In this new paper we calculate the unequal exchange of labour between the global North and global South. The results are quite staggering. You'll want to look at this... 🧵

nature.com/articles/s4146…

First, a crucial point. Workers in the global South contribute 90% of the labour that powers the world economy, and 91% of labour for international trade.

The South provides the majority of the world's labour in all sectors (including 93% of global manufacturing labour).

And a lot of this is high-skill labour.

The South now contributes more high-skilled labour to the world economy than all the high-, medium- and low-skilled labour contributions of the global North combined.

But... global wage inequalities are truly massive. Southern wages are 87–95% lower than Northern wages for work of equal skill.
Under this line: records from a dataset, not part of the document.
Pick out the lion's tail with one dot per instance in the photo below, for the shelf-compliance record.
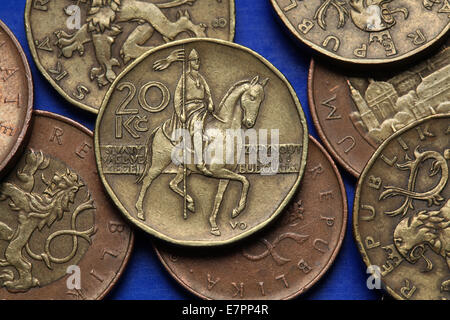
(148, 156)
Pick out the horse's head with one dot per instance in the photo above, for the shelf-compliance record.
(251, 101)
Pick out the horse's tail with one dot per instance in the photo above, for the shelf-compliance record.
(148, 156)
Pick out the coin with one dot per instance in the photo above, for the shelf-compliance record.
(402, 211)
(61, 237)
(16, 98)
(81, 46)
(355, 114)
(366, 32)
(239, 120)
(283, 261)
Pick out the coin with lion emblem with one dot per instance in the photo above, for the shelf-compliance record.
(80, 46)
(402, 212)
(61, 238)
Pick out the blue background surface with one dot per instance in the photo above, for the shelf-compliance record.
(258, 28)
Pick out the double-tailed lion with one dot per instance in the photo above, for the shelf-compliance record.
(35, 211)
(422, 229)
(102, 27)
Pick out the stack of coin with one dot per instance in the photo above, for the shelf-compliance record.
(204, 145)
(383, 112)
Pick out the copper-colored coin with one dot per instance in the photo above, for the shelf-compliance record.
(354, 115)
(16, 98)
(366, 31)
(237, 118)
(81, 46)
(285, 260)
(61, 237)
(402, 211)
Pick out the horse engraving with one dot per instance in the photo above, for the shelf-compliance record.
(103, 26)
(35, 212)
(239, 108)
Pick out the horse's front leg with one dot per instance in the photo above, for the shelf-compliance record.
(223, 184)
(174, 185)
(227, 174)
(152, 175)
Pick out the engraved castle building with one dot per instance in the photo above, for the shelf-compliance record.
(381, 111)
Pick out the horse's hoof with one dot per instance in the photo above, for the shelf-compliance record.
(141, 215)
(445, 286)
(235, 213)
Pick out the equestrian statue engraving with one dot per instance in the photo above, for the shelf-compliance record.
(197, 115)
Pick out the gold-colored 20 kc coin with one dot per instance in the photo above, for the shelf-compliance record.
(241, 125)
(402, 211)
(81, 46)
(367, 32)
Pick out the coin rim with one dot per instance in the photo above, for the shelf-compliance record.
(9, 162)
(203, 243)
(356, 202)
(366, 62)
(318, 126)
(58, 88)
(330, 261)
(126, 258)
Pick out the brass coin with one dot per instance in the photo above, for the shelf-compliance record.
(61, 237)
(245, 135)
(16, 99)
(366, 32)
(402, 211)
(283, 261)
(355, 114)
(81, 46)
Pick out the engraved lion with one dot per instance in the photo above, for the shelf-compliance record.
(34, 212)
(102, 27)
(424, 228)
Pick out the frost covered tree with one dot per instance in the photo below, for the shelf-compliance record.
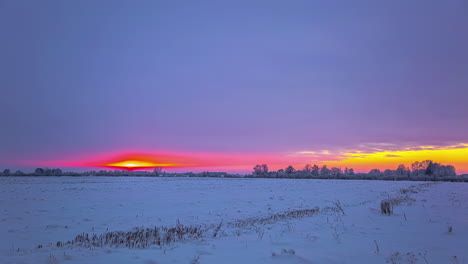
(335, 172)
(402, 170)
(39, 172)
(419, 168)
(375, 173)
(349, 171)
(260, 169)
(325, 171)
(307, 168)
(157, 171)
(315, 170)
(290, 169)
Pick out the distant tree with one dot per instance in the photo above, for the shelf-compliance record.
(315, 170)
(39, 172)
(19, 173)
(290, 169)
(432, 169)
(349, 171)
(157, 171)
(419, 168)
(258, 170)
(335, 172)
(325, 171)
(402, 170)
(389, 173)
(375, 173)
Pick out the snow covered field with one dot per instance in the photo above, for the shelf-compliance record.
(43, 210)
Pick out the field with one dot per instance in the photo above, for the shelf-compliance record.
(236, 220)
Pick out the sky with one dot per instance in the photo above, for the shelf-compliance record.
(224, 85)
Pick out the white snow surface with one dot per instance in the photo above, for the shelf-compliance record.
(44, 210)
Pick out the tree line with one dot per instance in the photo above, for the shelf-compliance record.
(418, 171)
(426, 169)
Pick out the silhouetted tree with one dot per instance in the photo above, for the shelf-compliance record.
(290, 169)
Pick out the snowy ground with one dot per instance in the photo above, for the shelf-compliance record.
(43, 210)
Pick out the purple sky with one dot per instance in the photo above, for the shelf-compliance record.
(80, 77)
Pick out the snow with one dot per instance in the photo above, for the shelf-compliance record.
(43, 210)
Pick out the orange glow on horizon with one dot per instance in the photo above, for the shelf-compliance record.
(360, 159)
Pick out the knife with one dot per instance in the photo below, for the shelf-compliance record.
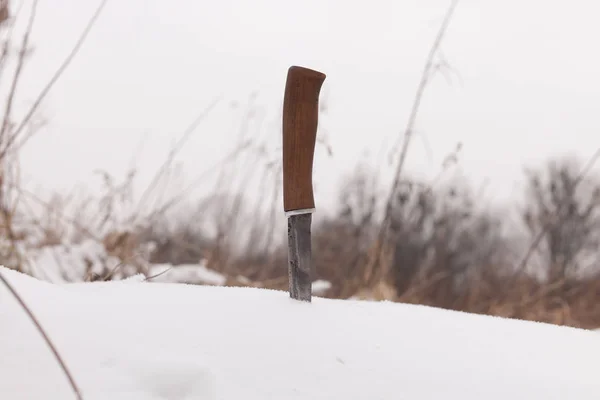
(300, 120)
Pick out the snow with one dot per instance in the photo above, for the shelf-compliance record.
(141, 340)
(186, 273)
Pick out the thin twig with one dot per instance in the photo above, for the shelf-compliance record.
(408, 132)
(540, 235)
(175, 149)
(44, 335)
(16, 78)
(59, 72)
(159, 274)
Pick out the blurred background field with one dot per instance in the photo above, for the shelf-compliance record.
(383, 230)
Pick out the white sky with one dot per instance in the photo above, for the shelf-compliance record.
(527, 83)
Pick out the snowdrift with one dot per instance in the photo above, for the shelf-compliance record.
(135, 340)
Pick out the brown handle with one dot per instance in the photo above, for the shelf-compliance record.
(300, 120)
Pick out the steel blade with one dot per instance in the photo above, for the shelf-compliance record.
(300, 256)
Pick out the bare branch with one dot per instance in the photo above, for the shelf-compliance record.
(540, 235)
(59, 72)
(44, 335)
(16, 78)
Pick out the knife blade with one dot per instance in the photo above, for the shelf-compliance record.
(300, 122)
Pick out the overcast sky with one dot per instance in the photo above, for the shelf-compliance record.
(525, 83)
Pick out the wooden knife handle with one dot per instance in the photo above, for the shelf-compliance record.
(300, 120)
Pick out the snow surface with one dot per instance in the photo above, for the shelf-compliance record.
(139, 341)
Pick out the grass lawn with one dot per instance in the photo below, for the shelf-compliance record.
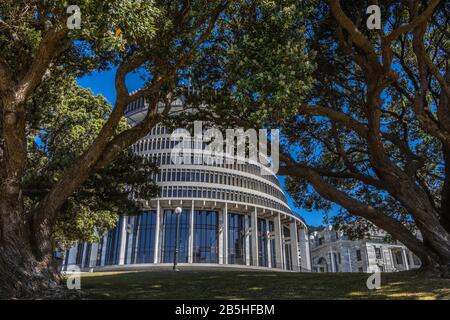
(259, 285)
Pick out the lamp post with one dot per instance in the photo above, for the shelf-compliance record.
(178, 211)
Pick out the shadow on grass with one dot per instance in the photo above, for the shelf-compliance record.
(259, 285)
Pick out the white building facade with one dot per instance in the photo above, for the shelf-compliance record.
(331, 251)
(232, 216)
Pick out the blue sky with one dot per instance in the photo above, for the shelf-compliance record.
(102, 83)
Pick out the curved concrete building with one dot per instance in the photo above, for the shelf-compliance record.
(232, 216)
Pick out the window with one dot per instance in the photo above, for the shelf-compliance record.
(358, 255)
(378, 253)
(236, 239)
(169, 233)
(142, 243)
(398, 257)
(206, 235)
(262, 245)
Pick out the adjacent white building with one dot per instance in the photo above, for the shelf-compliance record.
(332, 251)
(232, 215)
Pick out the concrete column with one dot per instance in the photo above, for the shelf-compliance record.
(191, 234)
(294, 246)
(223, 236)
(255, 253)
(123, 240)
(157, 232)
(304, 249)
(405, 259)
(278, 242)
(247, 240)
(268, 245)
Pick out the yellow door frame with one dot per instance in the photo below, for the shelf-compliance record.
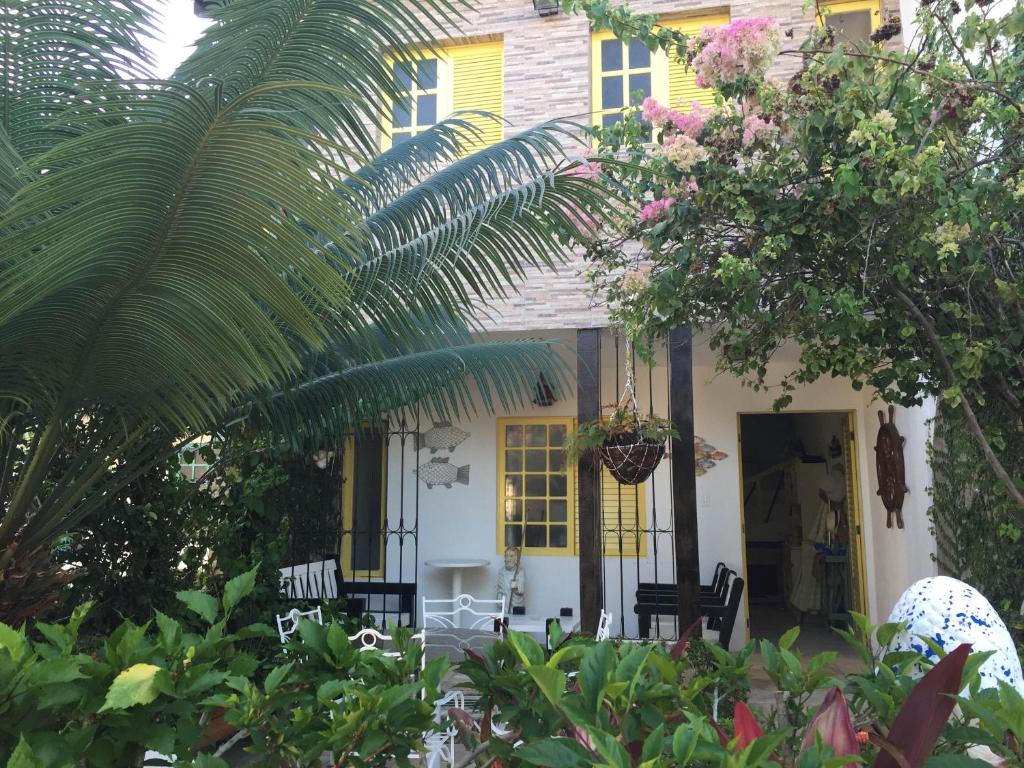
(858, 568)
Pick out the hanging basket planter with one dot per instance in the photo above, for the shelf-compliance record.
(631, 458)
(630, 445)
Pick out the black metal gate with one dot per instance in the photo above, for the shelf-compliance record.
(637, 534)
(356, 535)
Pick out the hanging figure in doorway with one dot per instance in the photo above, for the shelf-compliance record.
(512, 582)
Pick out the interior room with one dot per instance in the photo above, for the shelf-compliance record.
(796, 470)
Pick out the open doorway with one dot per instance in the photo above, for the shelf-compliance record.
(799, 511)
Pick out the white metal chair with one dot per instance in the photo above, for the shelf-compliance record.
(439, 743)
(310, 581)
(463, 619)
(291, 622)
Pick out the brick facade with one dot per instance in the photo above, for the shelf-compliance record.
(547, 76)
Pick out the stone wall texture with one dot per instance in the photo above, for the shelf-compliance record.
(548, 76)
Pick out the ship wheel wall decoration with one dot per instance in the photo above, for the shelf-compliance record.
(890, 468)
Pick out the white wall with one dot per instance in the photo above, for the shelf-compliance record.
(462, 521)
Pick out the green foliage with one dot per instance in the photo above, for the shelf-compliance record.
(639, 705)
(979, 538)
(857, 212)
(158, 685)
(624, 425)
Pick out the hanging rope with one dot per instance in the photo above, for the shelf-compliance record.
(631, 459)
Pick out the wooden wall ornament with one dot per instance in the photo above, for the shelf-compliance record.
(890, 468)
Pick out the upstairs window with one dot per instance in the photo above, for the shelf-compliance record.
(462, 78)
(625, 74)
(852, 22)
(418, 111)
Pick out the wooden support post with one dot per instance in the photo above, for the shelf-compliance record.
(684, 491)
(589, 479)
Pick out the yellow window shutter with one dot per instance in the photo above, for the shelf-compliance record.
(478, 83)
(682, 83)
(624, 510)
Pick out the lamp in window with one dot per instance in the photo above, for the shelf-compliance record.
(544, 395)
(546, 7)
(322, 458)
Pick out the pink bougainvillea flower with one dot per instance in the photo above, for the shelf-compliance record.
(747, 46)
(834, 726)
(755, 128)
(656, 210)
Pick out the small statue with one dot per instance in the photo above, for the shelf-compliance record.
(512, 581)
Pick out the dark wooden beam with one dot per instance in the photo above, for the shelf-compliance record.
(684, 489)
(589, 479)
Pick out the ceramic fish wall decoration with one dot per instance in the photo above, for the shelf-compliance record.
(440, 471)
(706, 456)
(441, 436)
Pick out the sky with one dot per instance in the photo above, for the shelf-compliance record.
(179, 30)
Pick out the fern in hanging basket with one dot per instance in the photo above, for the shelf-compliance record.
(631, 446)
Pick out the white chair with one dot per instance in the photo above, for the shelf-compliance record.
(291, 622)
(463, 619)
(310, 581)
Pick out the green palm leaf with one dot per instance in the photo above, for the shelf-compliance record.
(49, 49)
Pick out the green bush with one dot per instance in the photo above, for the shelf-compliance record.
(645, 706)
(156, 686)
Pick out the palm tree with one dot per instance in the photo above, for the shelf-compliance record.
(228, 247)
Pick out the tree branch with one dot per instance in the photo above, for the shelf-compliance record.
(972, 421)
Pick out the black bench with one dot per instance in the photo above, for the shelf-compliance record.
(357, 594)
(719, 601)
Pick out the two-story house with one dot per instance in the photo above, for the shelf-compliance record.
(787, 500)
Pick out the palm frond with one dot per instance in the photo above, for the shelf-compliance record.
(343, 42)
(442, 382)
(50, 49)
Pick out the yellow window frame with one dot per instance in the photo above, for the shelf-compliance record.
(444, 92)
(851, 6)
(570, 519)
(348, 509)
(634, 544)
(658, 77)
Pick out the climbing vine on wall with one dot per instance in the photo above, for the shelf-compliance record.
(979, 539)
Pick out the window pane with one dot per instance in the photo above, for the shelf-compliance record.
(513, 436)
(557, 459)
(426, 110)
(537, 435)
(611, 92)
(513, 460)
(402, 77)
(639, 83)
(368, 502)
(537, 485)
(558, 485)
(401, 113)
(611, 55)
(854, 27)
(556, 435)
(557, 510)
(513, 485)
(537, 461)
(537, 536)
(639, 55)
(513, 510)
(426, 74)
(537, 510)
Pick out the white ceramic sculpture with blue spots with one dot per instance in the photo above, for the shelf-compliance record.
(951, 612)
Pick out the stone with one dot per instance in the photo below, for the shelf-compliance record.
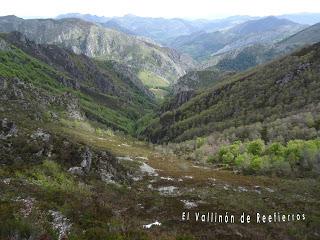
(86, 160)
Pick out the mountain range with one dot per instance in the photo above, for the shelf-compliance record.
(98, 42)
(109, 132)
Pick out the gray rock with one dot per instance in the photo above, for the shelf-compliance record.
(86, 160)
(7, 129)
(76, 171)
(41, 135)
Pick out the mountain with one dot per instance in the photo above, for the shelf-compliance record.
(307, 36)
(99, 42)
(59, 82)
(86, 17)
(265, 101)
(244, 58)
(263, 31)
(303, 18)
(160, 29)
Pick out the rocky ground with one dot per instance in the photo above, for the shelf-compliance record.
(117, 186)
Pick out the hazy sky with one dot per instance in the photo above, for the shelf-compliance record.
(158, 8)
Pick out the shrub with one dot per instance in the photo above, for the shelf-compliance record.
(256, 147)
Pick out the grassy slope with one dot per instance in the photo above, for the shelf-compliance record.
(111, 110)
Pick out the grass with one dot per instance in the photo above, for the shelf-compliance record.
(151, 80)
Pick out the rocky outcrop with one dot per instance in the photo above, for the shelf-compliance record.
(96, 41)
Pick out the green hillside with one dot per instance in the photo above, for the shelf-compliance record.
(101, 94)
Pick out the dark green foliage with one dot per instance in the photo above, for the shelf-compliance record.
(105, 95)
(296, 158)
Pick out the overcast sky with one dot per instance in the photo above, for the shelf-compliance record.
(158, 8)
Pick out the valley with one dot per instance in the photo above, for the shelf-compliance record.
(119, 128)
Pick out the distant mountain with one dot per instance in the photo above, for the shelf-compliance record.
(86, 17)
(308, 36)
(243, 58)
(303, 18)
(221, 24)
(161, 29)
(262, 25)
(116, 26)
(53, 79)
(101, 43)
(263, 31)
(277, 95)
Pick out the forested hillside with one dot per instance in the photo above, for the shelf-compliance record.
(275, 101)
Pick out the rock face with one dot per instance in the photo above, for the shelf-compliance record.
(98, 42)
(86, 160)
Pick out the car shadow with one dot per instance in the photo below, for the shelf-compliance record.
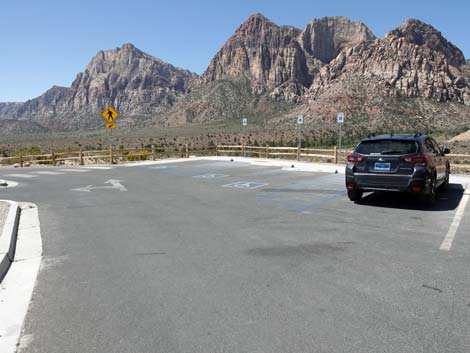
(446, 199)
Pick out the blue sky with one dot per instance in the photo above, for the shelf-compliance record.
(45, 43)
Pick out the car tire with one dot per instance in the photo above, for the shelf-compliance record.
(445, 183)
(430, 197)
(355, 195)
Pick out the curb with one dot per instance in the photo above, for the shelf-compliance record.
(8, 238)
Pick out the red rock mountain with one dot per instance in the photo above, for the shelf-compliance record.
(138, 85)
(283, 60)
(412, 77)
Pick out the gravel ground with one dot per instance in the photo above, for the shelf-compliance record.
(4, 207)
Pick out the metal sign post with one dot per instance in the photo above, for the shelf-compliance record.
(340, 122)
(300, 121)
(244, 123)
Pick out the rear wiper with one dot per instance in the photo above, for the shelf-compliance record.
(391, 152)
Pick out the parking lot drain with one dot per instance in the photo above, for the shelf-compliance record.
(433, 288)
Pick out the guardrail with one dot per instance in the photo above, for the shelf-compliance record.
(121, 155)
(330, 155)
(112, 156)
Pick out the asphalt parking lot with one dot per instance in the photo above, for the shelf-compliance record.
(220, 256)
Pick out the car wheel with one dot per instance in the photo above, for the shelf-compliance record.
(430, 198)
(355, 195)
(445, 183)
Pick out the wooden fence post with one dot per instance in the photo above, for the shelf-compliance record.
(80, 157)
(111, 155)
(154, 152)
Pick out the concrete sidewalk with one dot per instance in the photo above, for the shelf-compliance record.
(9, 216)
(4, 207)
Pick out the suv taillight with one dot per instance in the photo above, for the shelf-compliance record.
(416, 159)
(355, 158)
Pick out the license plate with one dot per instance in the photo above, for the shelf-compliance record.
(382, 166)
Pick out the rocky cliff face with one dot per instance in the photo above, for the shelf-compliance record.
(325, 38)
(135, 83)
(9, 109)
(274, 72)
(283, 60)
(413, 60)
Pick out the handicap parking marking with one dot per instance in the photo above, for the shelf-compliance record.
(164, 167)
(26, 176)
(245, 185)
(46, 172)
(210, 176)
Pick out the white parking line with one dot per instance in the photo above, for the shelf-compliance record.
(98, 167)
(75, 170)
(22, 176)
(449, 239)
(46, 172)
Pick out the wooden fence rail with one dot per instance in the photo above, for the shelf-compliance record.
(123, 155)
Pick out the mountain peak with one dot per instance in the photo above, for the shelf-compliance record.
(422, 34)
(325, 37)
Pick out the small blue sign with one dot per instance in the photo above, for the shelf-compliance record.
(340, 118)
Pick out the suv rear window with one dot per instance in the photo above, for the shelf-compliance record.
(384, 147)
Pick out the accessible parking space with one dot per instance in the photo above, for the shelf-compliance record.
(235, 257)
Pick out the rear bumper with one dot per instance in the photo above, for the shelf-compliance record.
(384, 182)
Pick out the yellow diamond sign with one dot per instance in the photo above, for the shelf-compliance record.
(110, 114)
(110, 125)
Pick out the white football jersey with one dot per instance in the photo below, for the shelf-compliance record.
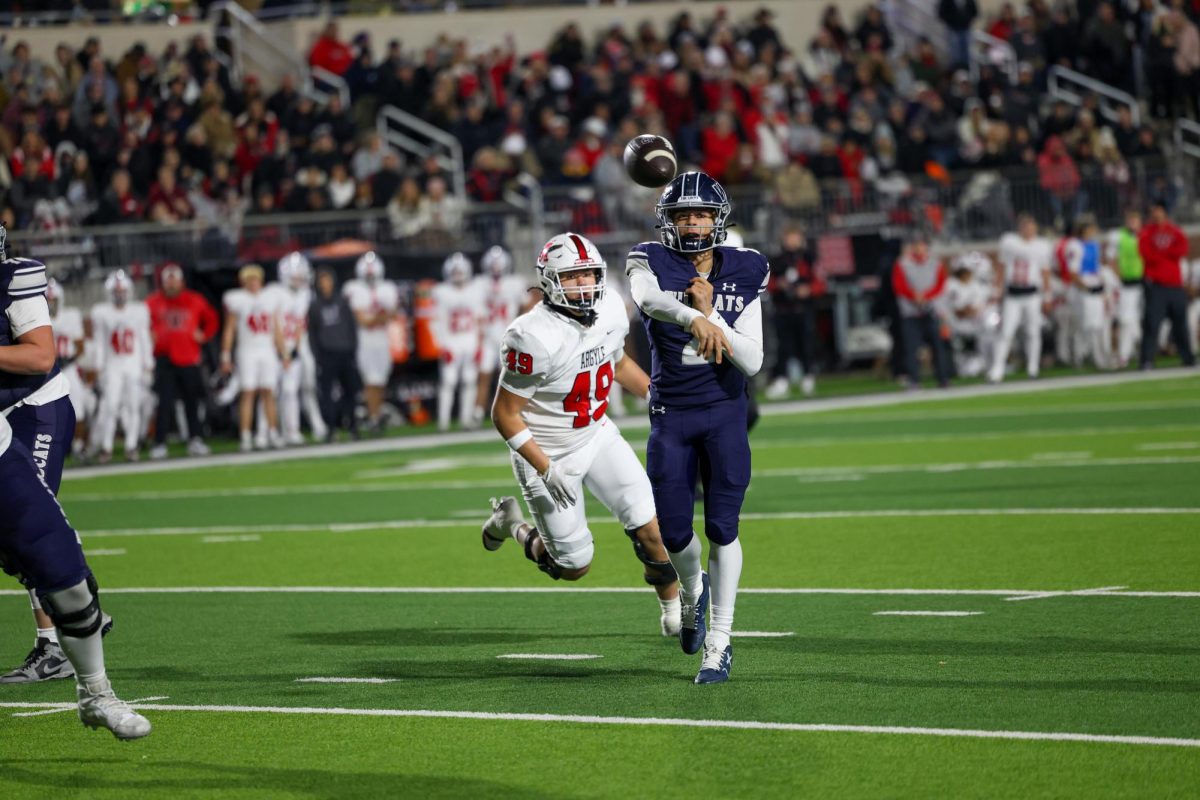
(567, 371)
(67, 326)
(256, 314)
(457, 310)
(364, 296)
(1024, 260)
(503, 299)
(293, 312)
(121, 335)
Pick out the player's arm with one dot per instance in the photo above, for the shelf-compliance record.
(633, 378)
(657, 304)
(227, 336)
(34, 352)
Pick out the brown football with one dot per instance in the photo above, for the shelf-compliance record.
(649, 160)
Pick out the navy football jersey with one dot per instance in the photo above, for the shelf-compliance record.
(678, 376)
(19, 278)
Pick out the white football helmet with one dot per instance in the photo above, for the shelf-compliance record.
(369, 268)
(456, 269)
(294, 270)
(118, 287)
(496, 262)
(53, 295)
(570, 253)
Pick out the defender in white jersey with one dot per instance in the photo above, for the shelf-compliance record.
(252, 320)
(558, 364)
(459, 306)
(1025, 260)
(298, 383)
(70, 344)
(124, 358)
(375, 302)
(505, 296)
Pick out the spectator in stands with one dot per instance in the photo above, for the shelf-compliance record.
(918, 281)
(1163, 246)
(958, 16)
(181, 322)
(333, 336)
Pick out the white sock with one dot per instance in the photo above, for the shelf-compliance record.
(687, 564)
(724, 571)
(87, 655)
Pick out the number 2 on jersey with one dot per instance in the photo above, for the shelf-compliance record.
(579, 400)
And the wage gaps are getting worse.

Is this because the South performs labour in primary sectors while the North performs labour in secondary sectors?

No. Southern wages are 83–98% lower than Northern wages for work of equal skill within the same sector.

There is nothing normal about this. These wage inequalities are a result of imperialist dynamics in the world economy that act to suppress wages and consumption in the global South. Why? Because it massively benefits Northern capital.

Systematic price inequalities mean that for every hour of embodied labour the South imports from the North, they have to export 11 hours to "pay" for it. This results in large net flows of value from South to North.

In 2021, the North net-appropriated 826 billion hours of labour from the global South. This occurs across all skill levels and sectors (sectors visible in the red graph at top of thread).

That's more labour than what is rendered by all workers in the US and Europe combined.

Roughly 50% of all labour that is consumed in the North is net-appropriated from the South.

This means that without unequal exchange, Northern economies would have to reduce their consumption by half, or double their working hours.

If the net-appropriated labour were valued in terms of Northern wages by skill level, it would total €16.9 trillion in in 2021. Or €310 trillion over the whole period from 1995-2021.

This is labour that could be mobilized to meet human needs and achieve national development objectives in the South (if Southern states and workers had greater control over production), but instead is siphoned away to support consumption and accumulation in the imperial core.

The paper is published in Nature Communications. A big congratulations to my brilliant co-authors, @morenahanbury and Felix Barbour. Stay tuned for more from each of them soon!

You can read it open-access here: nature.com/articles/s4146…

An important implication of this: the global North model of a "service economy" is not universalizable. It exists because the North can appropriate labour in agriculture and manufacturing from the global South. This is a reality that development pundits need to grapple with.